As we prepare for 2019, let’s take a look back at some of the top moments from this past year in our schools, in the community and in Gloucester Township.
Another year is coming to a close, and Gloucester Township residents have plenty to look back on from the municipal and school levels, as well as community events.
Let’s take a look back at some of the top moments from this past year:
Timber Creek high jumper breaks meet record and becomes NJSIAA Group 3 Champion
At the Ocean Breeze Invitational track competition in Staten Island, Timber Creek Regional High School sophomore Tierra Hooker did not know she had broken a meet record until a few moments after she landed a five-foot, 10-inch jump.
In fact, it was actually the second record the 15-year-old beat at that weekend competition in late January.
“I started visualizing myself clearing it instead of just rushing into the bar,” Tierra recalled. “I closed my eyes and just stepped back and went for it.”
The surreal moment led to her beating 23 other athletes in the girls high jump varsity red group.
The event’s roaring spectators couldn’t believe it, but Hooker had just recently returned from a lengthy illness that cost her the first full month of the indoor winter track season.
Leading up to Ocean Breeze, Hooker was averaging about five-feet, six-inches at each meet, kindling even more emotion as she nearly jumped six feet in the air.
“The most challenging part was definitely coming back, because when I was out a month, I was out of shape,” Hooker said. “I had to catch up to everyone.”
Following Ocean Breeze, Hooker would once again surprise even herself, as she clinched first place in high jump at the Feb. 17 NJSIAA Group 3 Championships, where she jumped five-feet, six-inches.
Throughout the rest of her high school career, Hooker hoped to participate in more events, meets and, eventually, other track and field activities.

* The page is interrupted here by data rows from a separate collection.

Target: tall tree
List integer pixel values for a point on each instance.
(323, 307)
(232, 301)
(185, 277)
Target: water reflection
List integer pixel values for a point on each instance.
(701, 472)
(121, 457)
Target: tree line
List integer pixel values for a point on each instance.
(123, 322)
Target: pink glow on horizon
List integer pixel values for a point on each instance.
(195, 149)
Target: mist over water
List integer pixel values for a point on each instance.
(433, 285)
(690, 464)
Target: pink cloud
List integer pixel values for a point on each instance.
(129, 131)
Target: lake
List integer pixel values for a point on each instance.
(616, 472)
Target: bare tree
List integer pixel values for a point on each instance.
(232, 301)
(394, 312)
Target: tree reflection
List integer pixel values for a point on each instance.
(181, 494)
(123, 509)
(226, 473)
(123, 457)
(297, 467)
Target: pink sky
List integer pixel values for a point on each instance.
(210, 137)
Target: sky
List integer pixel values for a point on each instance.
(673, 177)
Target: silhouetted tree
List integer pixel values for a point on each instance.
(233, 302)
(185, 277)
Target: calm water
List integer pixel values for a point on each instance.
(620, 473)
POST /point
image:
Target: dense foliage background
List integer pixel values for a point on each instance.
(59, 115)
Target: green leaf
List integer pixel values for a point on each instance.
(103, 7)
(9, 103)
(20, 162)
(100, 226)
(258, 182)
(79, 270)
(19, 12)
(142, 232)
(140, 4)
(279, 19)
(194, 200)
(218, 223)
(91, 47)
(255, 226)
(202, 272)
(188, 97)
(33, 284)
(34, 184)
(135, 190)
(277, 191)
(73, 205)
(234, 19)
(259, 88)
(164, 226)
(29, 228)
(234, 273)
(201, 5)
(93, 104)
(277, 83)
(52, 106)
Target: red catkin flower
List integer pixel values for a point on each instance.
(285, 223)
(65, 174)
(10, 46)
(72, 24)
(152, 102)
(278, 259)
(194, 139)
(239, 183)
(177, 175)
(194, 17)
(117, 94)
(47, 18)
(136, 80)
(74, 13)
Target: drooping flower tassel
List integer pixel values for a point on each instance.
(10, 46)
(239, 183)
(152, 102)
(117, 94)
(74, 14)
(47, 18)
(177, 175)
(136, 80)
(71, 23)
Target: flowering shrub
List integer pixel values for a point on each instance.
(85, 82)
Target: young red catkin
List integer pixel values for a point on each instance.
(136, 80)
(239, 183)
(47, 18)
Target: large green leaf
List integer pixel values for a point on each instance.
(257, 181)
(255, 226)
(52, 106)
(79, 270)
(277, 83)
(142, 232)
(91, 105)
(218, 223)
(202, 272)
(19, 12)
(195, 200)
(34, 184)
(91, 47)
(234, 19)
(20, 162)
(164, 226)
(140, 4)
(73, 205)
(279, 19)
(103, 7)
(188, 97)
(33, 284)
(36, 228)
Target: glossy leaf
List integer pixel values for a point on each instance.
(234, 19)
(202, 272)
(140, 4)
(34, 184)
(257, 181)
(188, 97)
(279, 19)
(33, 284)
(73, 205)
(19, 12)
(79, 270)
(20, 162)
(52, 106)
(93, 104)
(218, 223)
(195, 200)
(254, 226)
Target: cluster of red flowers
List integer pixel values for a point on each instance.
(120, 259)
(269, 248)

Although she wants to delve back into sprints and hurdles, Hooker will always see herself as a high jumper.
Congressman Norcross hosts school safety forum at Highland Regional High School
In February, police, students, educators and politicians, including Mayer and Congressman Donald Norcross, conducted a roundtable discussion about the local, state and federal approaches to school security.
In light of the Feb. 14 mass shooting in Parkland, Fla., the panel, which included the chiefs of police and superintendents of both Gloucester and Washington townships, spent an hour not only recognizing the spectrum of issues encompassed in this national crisis but also brainstorming solutions.

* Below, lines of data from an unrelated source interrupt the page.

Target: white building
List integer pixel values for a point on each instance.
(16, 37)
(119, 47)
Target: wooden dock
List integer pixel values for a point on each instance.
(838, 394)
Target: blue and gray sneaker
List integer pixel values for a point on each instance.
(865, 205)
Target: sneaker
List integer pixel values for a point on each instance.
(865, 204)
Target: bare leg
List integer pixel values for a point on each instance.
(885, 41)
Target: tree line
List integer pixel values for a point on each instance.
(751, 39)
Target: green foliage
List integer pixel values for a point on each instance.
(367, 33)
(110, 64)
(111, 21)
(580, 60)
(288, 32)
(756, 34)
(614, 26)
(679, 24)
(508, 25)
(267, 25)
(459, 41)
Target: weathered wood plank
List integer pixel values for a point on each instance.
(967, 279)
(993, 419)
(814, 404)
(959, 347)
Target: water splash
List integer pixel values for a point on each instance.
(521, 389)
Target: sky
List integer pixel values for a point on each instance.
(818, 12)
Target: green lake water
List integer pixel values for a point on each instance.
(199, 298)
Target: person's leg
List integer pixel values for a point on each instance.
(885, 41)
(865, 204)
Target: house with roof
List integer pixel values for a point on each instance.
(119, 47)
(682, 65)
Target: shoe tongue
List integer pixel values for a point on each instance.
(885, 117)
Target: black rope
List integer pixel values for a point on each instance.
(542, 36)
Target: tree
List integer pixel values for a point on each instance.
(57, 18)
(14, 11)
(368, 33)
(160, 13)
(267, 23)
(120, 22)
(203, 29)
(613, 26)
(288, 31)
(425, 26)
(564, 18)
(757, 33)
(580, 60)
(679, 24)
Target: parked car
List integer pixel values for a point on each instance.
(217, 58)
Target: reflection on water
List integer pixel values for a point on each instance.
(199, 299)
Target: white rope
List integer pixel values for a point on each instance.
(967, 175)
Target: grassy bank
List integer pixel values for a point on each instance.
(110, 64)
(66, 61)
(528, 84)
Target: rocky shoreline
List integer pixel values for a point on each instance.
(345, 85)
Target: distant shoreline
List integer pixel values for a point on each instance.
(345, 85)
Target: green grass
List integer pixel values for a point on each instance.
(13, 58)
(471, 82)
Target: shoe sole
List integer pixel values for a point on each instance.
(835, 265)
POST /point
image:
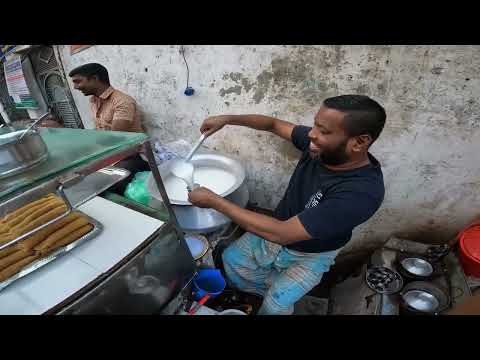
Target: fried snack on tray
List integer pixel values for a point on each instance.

“Somehow, given what our country is going through and the amount of times we’ve been through this — this seems different,” Norcross said. “But, it should not be different.”

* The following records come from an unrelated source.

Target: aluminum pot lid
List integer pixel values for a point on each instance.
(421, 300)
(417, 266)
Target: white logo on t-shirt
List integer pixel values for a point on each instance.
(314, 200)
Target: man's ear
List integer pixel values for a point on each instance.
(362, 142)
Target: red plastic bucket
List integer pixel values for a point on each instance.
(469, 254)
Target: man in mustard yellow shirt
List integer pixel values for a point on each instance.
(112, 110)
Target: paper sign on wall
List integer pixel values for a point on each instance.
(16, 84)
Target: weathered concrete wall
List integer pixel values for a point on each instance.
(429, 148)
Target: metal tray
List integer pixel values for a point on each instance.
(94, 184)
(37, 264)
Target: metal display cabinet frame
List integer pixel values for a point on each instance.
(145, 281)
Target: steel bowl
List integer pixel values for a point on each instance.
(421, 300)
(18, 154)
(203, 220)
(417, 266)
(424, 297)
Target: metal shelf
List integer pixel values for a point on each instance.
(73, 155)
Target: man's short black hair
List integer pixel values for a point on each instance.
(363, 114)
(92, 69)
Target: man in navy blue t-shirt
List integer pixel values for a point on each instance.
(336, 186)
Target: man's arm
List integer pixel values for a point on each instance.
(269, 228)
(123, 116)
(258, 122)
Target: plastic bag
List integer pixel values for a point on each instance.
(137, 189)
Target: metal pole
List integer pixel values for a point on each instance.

As the discussion proceeded, a recurring topic was, amid heightened police presence, how a school can still feel like a sanctuary of learning. With nationwide debates about arming teachers, the welcoming nature of schools can be comprised.
“There’s a real delicate balance between creating a loving, emotionally charged, happy environment for our children where they get to love and grow,” said Joe Bollendorf, superintendent of the Washing Township Public Schools. “We’re building prisons in order to keep them safe. … I’m not about building prisons to teach our kids. I think that school needs to be a place where we celebrate happiness.”
Gloucester Township Public Schools pass resolution for $4.8 million roof
The Gloucester Township Public Schools Board of Education voted to approve the installation of a $4,769,099 roof for Ann A. Mullen Middle School earlier this year.
The capital project, which was a part of the 2018–2019 school budget, came from the district’s capital reserve account and did not increase local taxes, according to the district.
The resolution was passed in March after initially being tabled in February due to residents’ concerns.
The district said it had planned to purchase a new roof since around 2013, as the building, which is the largest in the district, had faced a series of issues, including nearly 86 leaks, according to Superintendent John Bilodeau.
One major concern was the costs of the removal and replacement of the roof’s solar panels, which were installed in 2013. According to the project overview, the removal and replacement of the panels cost $275,800. In 2013, the solar panel company deemed the roof suitable for installation, according to Bilodeau.